Our conditio humana is far more than functional, cognitive adults exchanging business information. Numerous studies have shown that human beings need to be together. Personal interaction sharpens motivation, conversation and even gossip help strengthen bonds, and the informal exchange of ideas outside of scheduled meetings can be every bit as valuable. Students and professors need the dynamic of the laboratory, which is not just a workplace but also place of social interaction. Creativity needs space to develop – offered by talk time between meetings, or efforts to solve problems over a cup of coffee. For this reason every good laboratory building is equipped with kitchen corners and cafeteria space. Unplanned personal interactions boost the potential for serendipity. People exchange their ideas from their specific expertise and perspective. You might encounter somebody who needs precisely the knowledge you possess. They are just waiting for your insight without even knowing it. Conferences curate inspiring conversation after lectures, prompting valuable dialog in coffee breaks, or sparking lengthy discussion over dinner. Events like those in the Keystone or Gordon portfolio bring people together not just for the scientific content, but to forge bonds through skiing or other pursuits. It is much easier to establish trust and rapport in this way.

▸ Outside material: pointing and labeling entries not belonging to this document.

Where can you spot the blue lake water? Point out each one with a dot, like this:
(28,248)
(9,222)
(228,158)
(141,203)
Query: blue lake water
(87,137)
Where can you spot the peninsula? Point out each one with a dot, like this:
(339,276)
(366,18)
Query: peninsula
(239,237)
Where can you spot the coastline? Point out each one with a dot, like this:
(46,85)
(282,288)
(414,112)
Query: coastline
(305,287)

Groundbreaking science is very often the result of trust. You share with somebody what you do, disclose the point you have reached, pose the questions you find most interesting, and reveal what bothers you, long before anything is published. Science is about trading secrets.

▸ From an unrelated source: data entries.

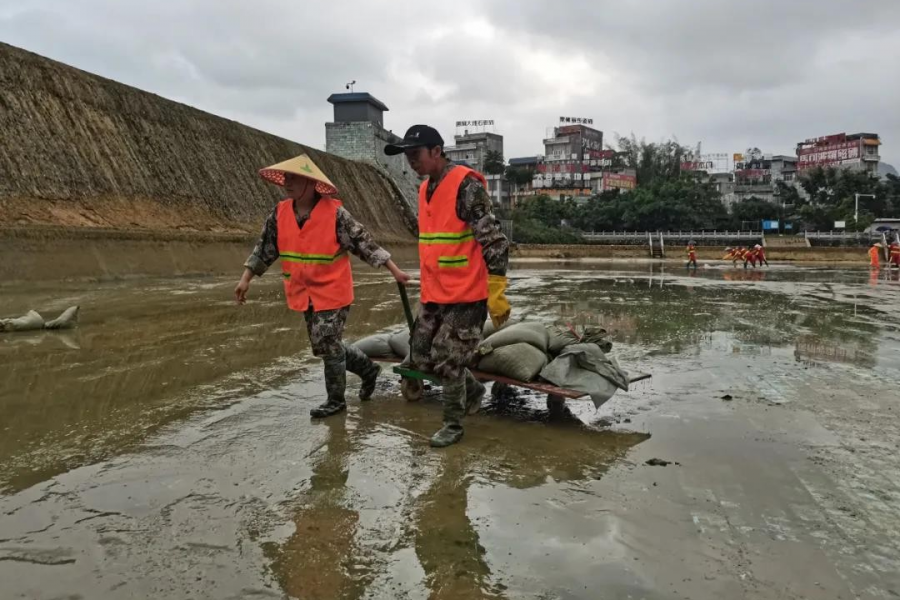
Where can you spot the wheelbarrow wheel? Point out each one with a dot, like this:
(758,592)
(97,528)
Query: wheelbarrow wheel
(556,407)
(500,391)
(411,389)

In adjusting to the global pandemic, the science world has shown that it can function virtually. Acceptable day to day management, and notable research advances, can still be achieved when we work at a distance from one another.

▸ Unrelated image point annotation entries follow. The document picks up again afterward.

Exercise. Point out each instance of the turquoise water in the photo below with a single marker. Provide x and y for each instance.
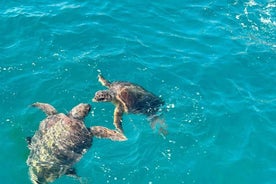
(213, 62)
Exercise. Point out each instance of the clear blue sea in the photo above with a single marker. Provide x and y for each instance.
(213, 62)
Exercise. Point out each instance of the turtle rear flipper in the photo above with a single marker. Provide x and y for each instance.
(103, 132)
(47, 108)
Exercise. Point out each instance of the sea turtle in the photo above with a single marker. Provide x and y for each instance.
(61, 141)
(130, 98)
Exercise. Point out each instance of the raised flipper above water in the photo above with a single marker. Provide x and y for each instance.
(46, 108)
(103, 132)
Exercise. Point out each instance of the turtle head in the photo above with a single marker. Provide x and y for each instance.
(103, 96)
(80, 111)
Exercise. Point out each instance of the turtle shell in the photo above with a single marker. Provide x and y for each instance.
(58, 144)
(135, 99)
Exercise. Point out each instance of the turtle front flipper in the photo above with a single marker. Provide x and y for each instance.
(103, 81)
(103, 132)
(118, 116)
(47, 108)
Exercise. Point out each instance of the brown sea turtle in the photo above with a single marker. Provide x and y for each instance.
(61, 141)
(130, 98)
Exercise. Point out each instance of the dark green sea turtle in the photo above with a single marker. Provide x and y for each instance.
(130, 98)
(61, 141)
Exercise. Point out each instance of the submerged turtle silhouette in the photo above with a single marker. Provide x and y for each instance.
(130, 98)
(61, 141)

Our concern is for the momentum lost and opportunities missed in the virtual workplace. Leaders in science can strive to inspire, engage and guide their colleagues online, and things may seem perfectly adequate for a while.

True breakthroughs, though, can often arise from ideas first thrown around in casual discussion, or from collaborations which were completely unplanned and unscheduled. The barrier to this has risen.

Article commissioned by the Global Federation of Competitiveness Councils, September 2020.